親が要介護と認定され、介護保険が適用されるようになると、さまざまな介護サービスが1割負担で利用できるようになります。しかし、案外知られていないのは1割負担で受けられるサービスが要介護度によって限度があることや、介護保険の「単位」の計算がどのように行われるのか、知っている方は少ないのではないでしょうか。

介護が始まる時、ケアマネージャーがその説明を簡単にするのですが、私などは目の前の介護のことで頭がいっぱいで耳に入ってきませんでした。介護が終わり、介護の問題に関心を持つようになって「単位」や利用限度のことがわかってきたというのが実情です。

長い期間に渡って介護をしている人は単位のことも理解するようなるでしょうが、やる気のない人はそんなことを学ぶ意識もないわけで、どれだけ多くのサービスを受けても1割負担でいいと思っているはずです。

ここで介護保険の「単位」について簡単に説明しておきます。介護保険による支給限度額(月額)は「単位」で表わされます。その単位数は現在、こうなっています。

要支援1=4970
要支援2=10400
要介護1=16580
要介護2=19480
要介護3=26750
要介護4=30600
要介護5=35830

基本的にはこの単位に10円をかけた額がひと月あたりの支給限度額です。

要介護3と認定された私の父の場合は、26750単位×10で26万7500までが支給限度額で2万6750円が自己負担額。この「単位」を超えるサービスを利用した場合、1割負担ではなく全額負担になります。

(余談ですが、「だったら最初から10をかけて金額で表わせばいいじゃないか。なんで「単位」なんて解かりにくい言い方をするんだ」という人がいるかもしれません。しかし、厳密にいえば加算額が地域によって微妙に異なるのです。たとえば1級地=11.26円、2級地=11.05円といった具合。地域によって物価や人件費が異なるため、「単位」に地域別の加算をし補正しているわけです)。

「単位」はサービスの内容や所要時間、サービス提供者の人数、利用する時間帯などによってさまざまです。うちが利用したサービスを例にとると、まず訪問看護師が「30分以上~1時間未満」の利用で834単位、2人以上の看護師さんに来てもらっていたので、これに402単位が加わり1236単位(夜間や早朝、深夜の場合はさらに加算される)。

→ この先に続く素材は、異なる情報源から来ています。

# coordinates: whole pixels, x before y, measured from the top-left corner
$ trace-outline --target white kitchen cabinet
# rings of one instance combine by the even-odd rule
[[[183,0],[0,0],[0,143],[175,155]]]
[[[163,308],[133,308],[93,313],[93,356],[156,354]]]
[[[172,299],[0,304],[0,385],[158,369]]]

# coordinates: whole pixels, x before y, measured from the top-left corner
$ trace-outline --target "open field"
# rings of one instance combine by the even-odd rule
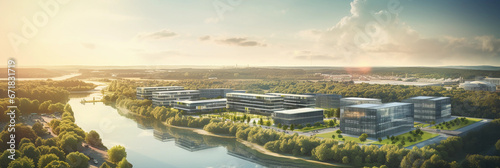
[[[460,123],[460,124],[451,125],[449,128],[446,127],[446,126],[443,126],[442,130],[451,130],[451,131],[453,131],[453,130],[460,129],[460,128],[466,127],[468,125],[471,125],[471,124],[474,124],[476,122],[479,122],[479,121],[483,120],[483,119],[479,119],[479,118],[466,118],[466,119],[468,120],[468,122],[466,122],[466,123]],[[436,124],[435,126],[432,126],[431,128],[437,129],[437,127],[438,127],[438,125]],[[441,127],[439,129],[441,129]]]

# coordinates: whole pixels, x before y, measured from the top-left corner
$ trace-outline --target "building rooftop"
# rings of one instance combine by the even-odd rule
[[[199,91],[199,90],[166,90],[166,91],[157,91],[153,93],[178,93],[178,92],[193,92],[193,91]]]
[[[183,87],[183,86],[147,86],[147,87],[137,87],[137,88],[155,89],[155,88],[174,88],[174,87]]]
[[[391,102],[391,103],[384,103],[384,104],[357,104],[357,105],[351,105],[347,107],[354,107],[354,108],[370,108],[370,109],[379,109],[379,108],[386,108],[386,107],[394,107],[394,106],[401,106],[401,105],[408,105],[412,103],[403,103],[403,102]]]
[[[254,97],[280,97],[280,96],[274,96],[274,95],[265,95],[265,94],[254,94],[254,93],[227,93],[226,95],[240,95],[240,96],[254,96]]]
[[[444,99],[449,99],[449,97],[435,97],[435,96],[416,96],[416,97],[411,97],[409,99],[413,100],[444,100]]]
[[[315,109],[315,108],[298,108],[298,109],[291,109],[291,110],[280,110],[280,111],[275,111],[275,113],[283,113],[283,114],[299,114],[299,113],[310,113],[310,112],[317,112],[317,111],[323,111],[323,109]]]
[[[212,103],[212,102],[219,102],[219,101],[227,101],[227,99],[180,100],[180,101],[175,101],[175,102],[182,102],[182,103],[186,103],[186,104],[191,104],[191,103]]]
[[[313,95],[288,94],[288,93],[266,93],[266,94],[267,95],[277,95],[277,96],[314,97]]]
[[[363,97],[345,97],[342,100],[380,100],[375,98],[363,98]]]

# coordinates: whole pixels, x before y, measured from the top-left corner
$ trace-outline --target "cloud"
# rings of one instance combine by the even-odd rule
[[[253,46],[265,47],[265,46],[267,46],[264,43],[248,40],[247,38],[243,38],[243,37],[230,37],[230,38],[219,39],[216,41],[217,41],[217,43],[220,43],[220,44],[235,45],[235,46],[242,46],[242,47],[253,47]]]
[[[210,40],[210,36],[202,36],[202,37],[198,38],[198,40],[200,40],[200,41]]]
[[[137,34],[136,38],[141,40],[160,40],[165,38],[171,38],[177,36],[176,32],[170,31],[168,29],[163,29],[155,32],[146,32]]]
[[[175,50],[161,50],[161,51],[144,51],[137,50],[136,55],[143,57],[145,59],[163,61],[167,59],[171,59],[174,57],[184,57],[187,56],[179,51]]]
[[[94,43],[82,43],[82,46],[87,48],[87,49],[95,49],[95,44]]]
[[[350,15],[327,30],[308,29],[300,37],[318,41],[318,51],[356,63],[449,64],[457,60],[500,60],[500,39],[423,37],[399,19],[404,7],[393,1],[354,0]],[[321,57],[318,57],[321,58]]]
[[[206,18],[205,23],[219,23],[220,19],[218,17]]]

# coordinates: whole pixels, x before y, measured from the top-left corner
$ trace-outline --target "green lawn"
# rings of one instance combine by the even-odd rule
[[[312,127],[304,127],[302,129],[295,129],[293,131],[306,132],[306,131],[312,131],[312,130],[319,130],[319,129],[323,129],[323,128],[328,128],[328,127],[324,126],[324,125],[321,125],[319,127],[312,126]],[[290,130],[290,127],[288,127],[288,129]]]
[[[333,132],[328,132],[328,133],[323,133],[323,134],[317,134],[316,136],[317,136],[317,137],[323,137],[323,138],[327,138],[327,139],[328,139],[328,138],[330,138],[330,139],[331,139],[331,138],[332,138],[332,135],[335,135],[335,139],[336,139],[336,140],[338,140],[338,141],[342,141],[342,139],[338,137],[338,134],[337,134],[337,133],[335,133],[335,131],[333,131]],[[343,134],[341,134],[341,135],[343,136],[343,138],[344,138],[346,141],[354,141],[354,142],[356,142],[356,143],[369,143],[369,142],[373,142],[372,140],[369,140],[369,139],[367,139],[365,142],[361,142],[361,141],[359,140],[359,138],[357,138],[357,137],[350,137],[350,136],[346,136],[346,135],[343,135]]]
[[[424,128],[424,127],[429,126],[430,124],[414,122],[413,125],[414,125],[414,127],[422,127],[422,128]]]
[[[451,126],[450,129],[448,129],[447,127],[443,126],[443,130],[457,130],[457,129],[460,129],[462,127],[465,127],[465,126],[468,126],[468,125],[471,125],[471,124],[474,124],[476,122],[479,122],[483,119],[479,119],[479,118],[467,118],[467,120],[469,122],[467,122],[466,124],[464,123],[461,123],[461,124],[455,124],[454,126]],[[437,124],[436,124],[437,125]],[[433,129],[437,129],[437,127],[435,126],[432,126],[431,128]],[[441,129],[441,128],[440,128]]]
[[[404,147],[411,146],[411,145],[417,144],[419,142],[423,142],[425,140],[437,137],[439,135],[439,134],[433,134],[433,133],[429,133],[429,132],[425,132],[425,131],[423,131],[423,132],[424,132],[424,134],[421,137],[417,138],[417,141],[410,142],[408,140],[405,140]],[[401,139],[403,138],[403,136],[405,137],[405,139],[407,139],[408,136],[411,136],[413,138],[413,135],[411,135],[409,132],[395,136],[395,137],[399,138],[399,141],[397,141],[395,143],[395,145],[397,145],[401,142]],[[379,145],[392,144],[392,141],[390,139],[384,139],[384,140],[382,140],[382,142],[377,141],[377,142],[374,142],[373,144],[379,144]]]

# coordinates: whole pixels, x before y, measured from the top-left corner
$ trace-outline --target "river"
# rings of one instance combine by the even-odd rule
[[[99,92],[71,94],[68,103],[75,113],[76,124],[86,132],[97,131],[108,148],[124,146],[127,160],[134,167],[311,166],[283,162],[281,158],[260,154],[232,138],[199,135],[190,130],[165,126],[156,120],[127,116],[101,102],[80,103],[81,99],[100,99],[98,97],[101,96]]]

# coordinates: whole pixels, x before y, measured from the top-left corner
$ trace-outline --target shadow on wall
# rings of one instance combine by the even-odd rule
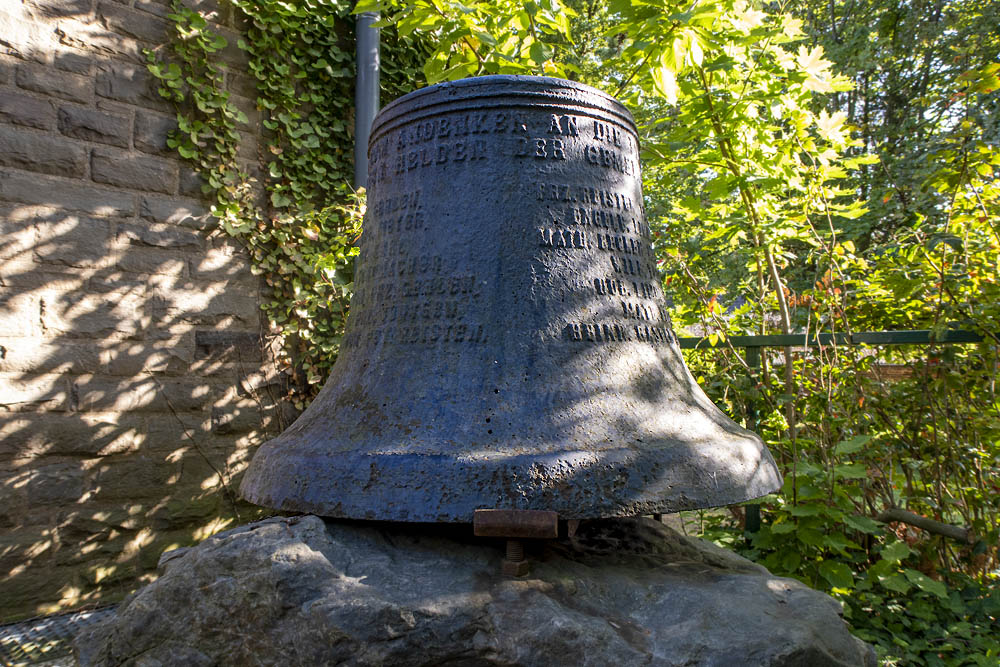
[[[279,379],[248,330],[256,299],[234,294],[252,294],[245,276],[223,264],[189,281],[185,259],[210,261],[199,248],[164,250],[111,220],[35,206],[3,218],[6,615],[117,597],[164,549],[247,519],[238,476],[280,426]]]
[[[258,281],[144,78],[168,11],[0,8],[0,620],[119,598],[254,518],[239,476],[282,427]]]

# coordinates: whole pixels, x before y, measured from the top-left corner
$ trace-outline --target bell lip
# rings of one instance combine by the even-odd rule
[[[471,93],[474,89],[483,86],[504,88],[497,90],[493,95],[483,95],[482,93],[477,94],[474,99],[479,102],[482,102],[483,99],[491,96],[502,98],[505,96],[513,97],[518,94],[530,94],[541,98],[548,98],[552,102],[563,103],[568,106],[582,106],[597,109],[617,116],[623,126],[627,127],[638,140],[638,131],[635,127],[635,118],[632,116],[632,112],[629,111],[628,107],[620,101],[599,88],[594,88],[593,86],[589,86],[585,83],[579,83],[569,79],[560,79],[552,76],[487,74],[483,76],[467,77],[465,79],[456,79],[455,81],[443,81],[441,83],[425,86],[411,91],[402,97],[398,97],[389,104],[385,105],[375,116],[374,121],[372,121],[371,133],[368,140],[369,150],[371,150],[371,146],[375,140],[378,139],[379,136],[385,131],[385,126],[400,116],[410,112],[425,111],[441,104],[461,102],[463,101],[463,98],[457,97],[459,93]],[[540,90],[543,88],[549,89],[548,94],[546,94],[546,91]],[[553,88],[573,91],[583,96],[587,96],[591,98],[591,100],[588,102],[588,100],[585,99],[574,99],[571,97],[552,94],[551,89]],[[595,104],[595,100],[593,100],[593,98],[598,98],[596,101],[603,102],[607,106],[605,107]]]
[[[299,453],[294,439],[279,436],[254,456],[240,495],[276,510],[407,523],[471,523],[476,509],[549,510],[561,519],[668,514],[781,489],[782,475],[763,441],[744,434],[739,440],[756,454],[744,465],[727,467],[714,455],[693,454],[705,445],[626,446],[601,452],[600,460],[583,466],[581,479],[554,480],[544,488],[525,480],[565,473],[567,459],[593,458],[594,452],[523,454],[499,462],[448,454]],[[735,449],[736,442],[730,444]]]

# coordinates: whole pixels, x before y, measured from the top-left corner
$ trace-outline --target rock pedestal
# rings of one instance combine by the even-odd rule
[[[875,665],[830,597],[648,519],[528,546],[471,526],[273,518],[164,554],[82,665]]]

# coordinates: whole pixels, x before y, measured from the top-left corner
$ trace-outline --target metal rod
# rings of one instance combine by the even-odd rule
[[[748,347],[744,350],[744,355],[747,367],[750,369],[750,381],[756,388],[757,383],[760,382],[758,377],[760,374],[760,348]],[[747,399],[747,428],[756,433],[758,426],[757,402],[751,394],[750,398]],[[747,532],[758,532],[760,530],[760,503],[750,503],[744,511],[746,512],[745,527]]]
[[[524,542],[507,540],[507,560],[511,563],[520,563],[524,560]]]
[[[508,577],[523,577],[530,569],[528,561],[524,559],[524,542],[507,540],[507,554],[500,564],[500,573]]]
[[[773,336],[730,336],[733,347],[818,347],[820,345],[931,345],[933,343],[981,343],[975,331],[949,329],[935,334],[930,329],[912,331],[861,331],[854,334],[778,334]],[[682,349],[711,348],[725,345],[718,339],[713,345],[707,336],[678,338]]]
[[[354,88],[354,187],[368,187],[368,137],[378,113],[379,29],[372,26],[379,16],[358,14],[355,23],[357,78]]]

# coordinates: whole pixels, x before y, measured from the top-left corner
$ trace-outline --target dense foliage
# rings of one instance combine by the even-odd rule
[[[327,55],[340,43],[329,37],[338,24],[306,16],[335,3],[237,5],[258,38],[281,32],[274,21],[295,26],[248,48],[278,137],[271,151],[296,150],[272,159],[270,207],[251,208],[245,179],[228,175],[235,154],[205,148],[232,139],[239,118],[224,101],[198,105],[215,114],[205,122],[223,138],[206,144],[214,135],[192,134],[198,148],[181,137],[178,149],[218,170],[210,185],[227,229],[267,272],[278,295],[268,314],[314,381],[336,350],[342,306],[323,307],[349,286],[354,233],[341,209],[309,206],[336,199],[346,179],[340,157],[324,162],[331,150],[348,159],[336,126],[345,116],[310,114],[334,103],[331,85],[349,85],[344,61]],[[430,82],[564,76],[633,109],[675,327],[696,327],[712,343],[688,363],[730,414],[752,405],[751,426],[785,475],[782,493],[763,502],[761,530],[744,532],[734,508],[702,513],[705,534],[840,597],[855,632],[888,664],[997,664],[1000,7],[363,0],[363,10],[381,11],[396,31],[384,53],[410,54]],[[185,16],[178,12],[182,29],[196,22]],[[193,69],[211,80],[218,45],[196,32],[206,36],[195,55],[178,51],[184,76]],[[298,34],[318,40],[318,53]],[[407,41],[416,36],[428,52]],[[161,67],[170,90],[192,94],[180,71]],[[312,77],[324,76],[327,87],[313,88]],[[297,164],[300,155],[311,157]],[[326,173],[310,171],[315,164]],[[758,370],[730,340],[955,327],[984,342],[779,349]],[[889,510],[936,523],[925,530]]]
[[[239,47],[256,82],[266,141],[243,159],[237,109],[218,54],[226,40],[174,4],[176,38],[148,54],[161,94],[178,108],[170,139],[204,179],[225,232],[247,249],[267,291],[264,314],[298,407],[336,359],[361,232],[363,192],[350,187],[354,150],[354,27],[345,0],[232,0],[247,29]],[[421,44],[383,31],[382,88],[394,99],[421,79]],[[265,193],[262,196],[262,189]]]

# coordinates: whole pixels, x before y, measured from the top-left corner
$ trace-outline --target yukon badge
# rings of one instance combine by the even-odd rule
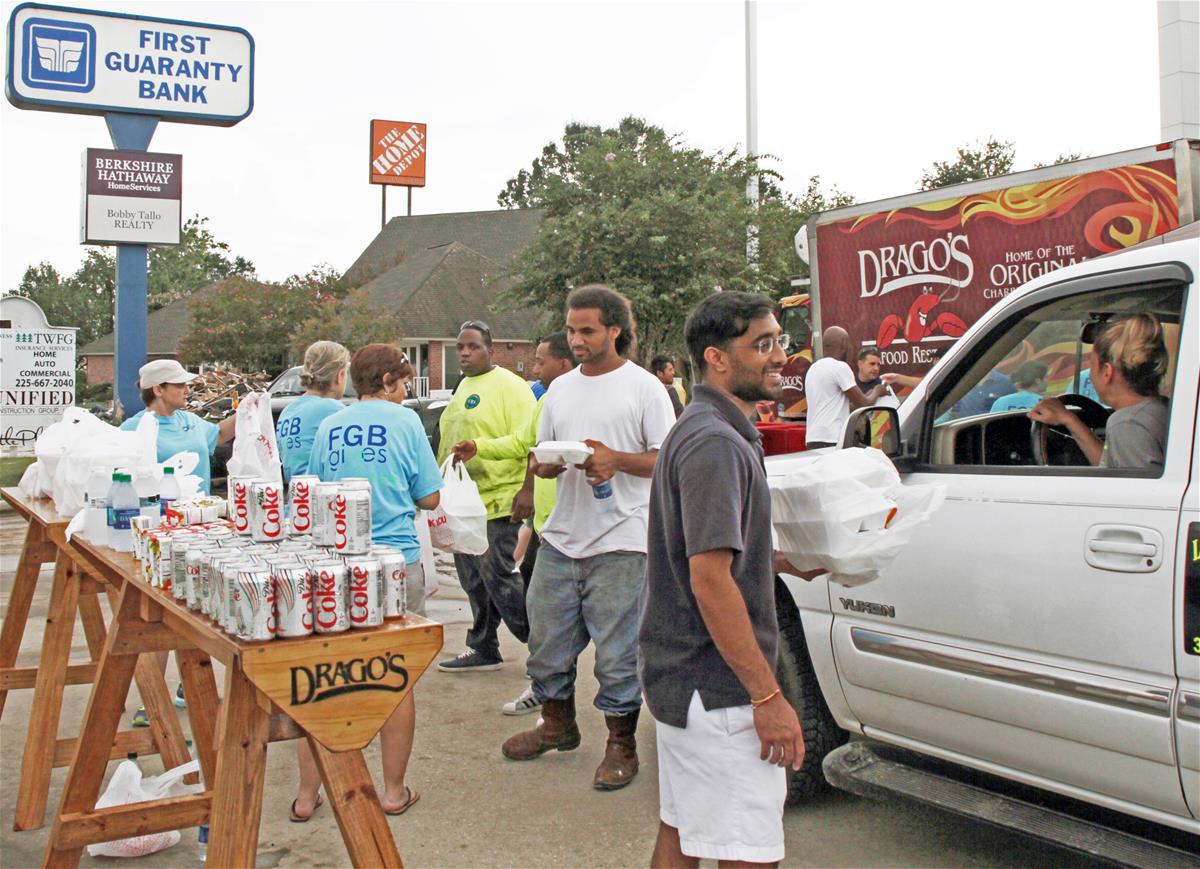
[[[842,609],[850,610],[856,613],[870,613],[873,616],[885,616],[889,619],[896,617],[896,608],[882,603],[873,603],[869,600],[854,600],[849,597],[839,597],[842,602]]]

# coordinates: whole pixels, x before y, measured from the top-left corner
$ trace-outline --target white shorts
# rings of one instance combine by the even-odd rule
[[[704,708],[692,693],[687,727],[657,724],[662,822],[689,857],[777,863],[783,859],[787,770],[759,760],[749,705]]]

訪問看護師には週に2回来てもらっていたので、月にすると8回。上限の26750単位中、訪問看護師のサービスだけ(1236×8)で9888単位くらいが費やされることになります。この他にも、訪問入浴とホームヘルパーを週1回ずつ、介護用品のレンタルも利用していたので、要介護3の上限単位の半分くらいは利用していたと思います。